Tensile strength’s a wondrous thing
when strung ‘tween heav’n and hell
and balancing upon a string
has often served me well

I’ve found a step in some directions
moves me toward a goal
(though a predilection for erections
leaves me less than whole … )

Scampering back a step or two
toward heaven? or toward hell?
and I’m remembering what I knew …
All lessons learned too well.

On one end, there’s my future
the other holds my past
but either end can injure
and both could be my last

I’ve walked the rope almost two years
between his needs and mine
broken promises and tears
unraveling the twine

Possible? It never was,
with this I learned to cope,
withstanding lies and all because
our world was hung on hope

The tensile strength is ebbing
the tightrope’s come undone
it’s loosed the complex webbing
keeping he and me as one

It’s snapped, that rope, and left me
hanging inches from the earth
My safety net has saved me;
still in tact and know my worth

There’ll someday be another
with the strands all forged anew
Yes, there will be other lovers
and, yes, someone will be true

“Faded Blues”

The color has all drained away
no blues, no blacks, no shades of red
The world is now a dreary gray
because I have to heed my head

The music’s gone, I’ve lost the tune
There’ll be no dancing neath the moon
And why?

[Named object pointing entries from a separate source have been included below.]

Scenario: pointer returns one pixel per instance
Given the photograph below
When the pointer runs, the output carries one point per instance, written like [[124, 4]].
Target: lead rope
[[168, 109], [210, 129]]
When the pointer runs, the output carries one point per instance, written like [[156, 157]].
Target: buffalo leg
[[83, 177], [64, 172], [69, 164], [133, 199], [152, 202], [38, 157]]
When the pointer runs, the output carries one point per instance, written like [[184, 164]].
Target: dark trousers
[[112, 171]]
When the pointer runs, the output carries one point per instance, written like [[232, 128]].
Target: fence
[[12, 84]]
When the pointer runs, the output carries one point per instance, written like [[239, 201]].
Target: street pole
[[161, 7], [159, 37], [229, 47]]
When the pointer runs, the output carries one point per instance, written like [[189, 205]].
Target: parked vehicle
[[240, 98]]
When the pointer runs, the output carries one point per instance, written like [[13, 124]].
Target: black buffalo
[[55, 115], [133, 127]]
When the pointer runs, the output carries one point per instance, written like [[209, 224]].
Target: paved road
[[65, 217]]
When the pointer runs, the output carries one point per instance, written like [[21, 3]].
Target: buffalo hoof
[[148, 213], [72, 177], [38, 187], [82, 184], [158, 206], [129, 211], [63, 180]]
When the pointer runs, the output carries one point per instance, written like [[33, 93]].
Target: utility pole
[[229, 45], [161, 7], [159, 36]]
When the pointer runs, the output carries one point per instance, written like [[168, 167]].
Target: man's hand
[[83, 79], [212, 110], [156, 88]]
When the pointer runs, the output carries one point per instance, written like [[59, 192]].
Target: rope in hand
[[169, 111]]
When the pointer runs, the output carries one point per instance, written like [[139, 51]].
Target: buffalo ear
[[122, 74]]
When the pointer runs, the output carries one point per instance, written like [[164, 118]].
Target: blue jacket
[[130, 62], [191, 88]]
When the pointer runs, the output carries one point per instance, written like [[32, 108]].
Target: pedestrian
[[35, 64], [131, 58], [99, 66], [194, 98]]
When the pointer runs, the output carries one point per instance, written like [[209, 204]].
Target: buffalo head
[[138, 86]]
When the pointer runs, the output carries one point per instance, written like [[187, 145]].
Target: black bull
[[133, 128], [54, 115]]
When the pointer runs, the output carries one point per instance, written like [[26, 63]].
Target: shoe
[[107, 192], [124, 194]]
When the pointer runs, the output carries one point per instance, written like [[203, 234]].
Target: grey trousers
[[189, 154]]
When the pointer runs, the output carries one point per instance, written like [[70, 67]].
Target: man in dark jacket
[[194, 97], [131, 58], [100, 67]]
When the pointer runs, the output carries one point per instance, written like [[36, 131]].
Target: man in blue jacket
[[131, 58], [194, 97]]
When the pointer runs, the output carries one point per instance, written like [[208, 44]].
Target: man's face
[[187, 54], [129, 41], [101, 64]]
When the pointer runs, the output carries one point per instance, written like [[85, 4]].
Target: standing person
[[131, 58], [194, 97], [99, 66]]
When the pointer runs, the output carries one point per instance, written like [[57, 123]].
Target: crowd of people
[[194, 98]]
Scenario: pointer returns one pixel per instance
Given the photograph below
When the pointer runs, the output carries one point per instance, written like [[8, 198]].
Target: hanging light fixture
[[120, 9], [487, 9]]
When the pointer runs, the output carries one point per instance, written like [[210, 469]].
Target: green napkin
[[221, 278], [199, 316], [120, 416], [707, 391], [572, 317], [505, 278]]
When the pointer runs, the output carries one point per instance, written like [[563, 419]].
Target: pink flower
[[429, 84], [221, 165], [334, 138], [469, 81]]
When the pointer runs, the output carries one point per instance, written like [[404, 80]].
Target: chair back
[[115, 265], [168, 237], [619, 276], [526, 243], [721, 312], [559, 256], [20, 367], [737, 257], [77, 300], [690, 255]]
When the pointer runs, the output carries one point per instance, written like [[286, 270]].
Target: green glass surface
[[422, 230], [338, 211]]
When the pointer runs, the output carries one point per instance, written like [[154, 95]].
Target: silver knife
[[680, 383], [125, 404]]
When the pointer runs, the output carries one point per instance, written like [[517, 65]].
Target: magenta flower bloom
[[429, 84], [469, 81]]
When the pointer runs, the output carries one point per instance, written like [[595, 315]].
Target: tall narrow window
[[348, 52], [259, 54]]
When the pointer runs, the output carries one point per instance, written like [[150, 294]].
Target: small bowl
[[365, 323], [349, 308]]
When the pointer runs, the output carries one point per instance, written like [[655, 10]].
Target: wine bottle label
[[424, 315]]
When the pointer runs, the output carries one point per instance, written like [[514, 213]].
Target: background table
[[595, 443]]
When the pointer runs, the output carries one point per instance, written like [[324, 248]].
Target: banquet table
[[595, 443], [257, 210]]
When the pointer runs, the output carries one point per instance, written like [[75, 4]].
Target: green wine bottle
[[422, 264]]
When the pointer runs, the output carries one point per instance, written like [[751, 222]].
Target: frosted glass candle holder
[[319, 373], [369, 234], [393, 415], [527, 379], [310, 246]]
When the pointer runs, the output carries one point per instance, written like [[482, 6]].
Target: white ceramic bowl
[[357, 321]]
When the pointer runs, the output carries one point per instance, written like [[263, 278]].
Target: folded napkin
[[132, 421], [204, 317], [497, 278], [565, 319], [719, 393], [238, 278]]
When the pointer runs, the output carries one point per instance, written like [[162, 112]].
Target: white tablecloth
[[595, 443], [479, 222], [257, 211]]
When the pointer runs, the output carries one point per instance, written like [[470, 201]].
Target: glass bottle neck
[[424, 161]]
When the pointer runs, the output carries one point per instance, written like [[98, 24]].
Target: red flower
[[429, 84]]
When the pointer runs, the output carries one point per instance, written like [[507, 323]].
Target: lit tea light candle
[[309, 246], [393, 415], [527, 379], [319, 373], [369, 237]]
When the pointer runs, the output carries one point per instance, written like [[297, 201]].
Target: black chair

Because the colors lie …
they hide the truth behind their dye …
because the music, by and by,
would leave me dancing all alone
and for such times I would atone.

I’ll find some color somewhere, true,
some music once again will flow
and when it does I’ll say I knew …
back at a time the world was gold
and full of so much wondrous stuff …
a magic man who was my world
loved me, but just not quite enough.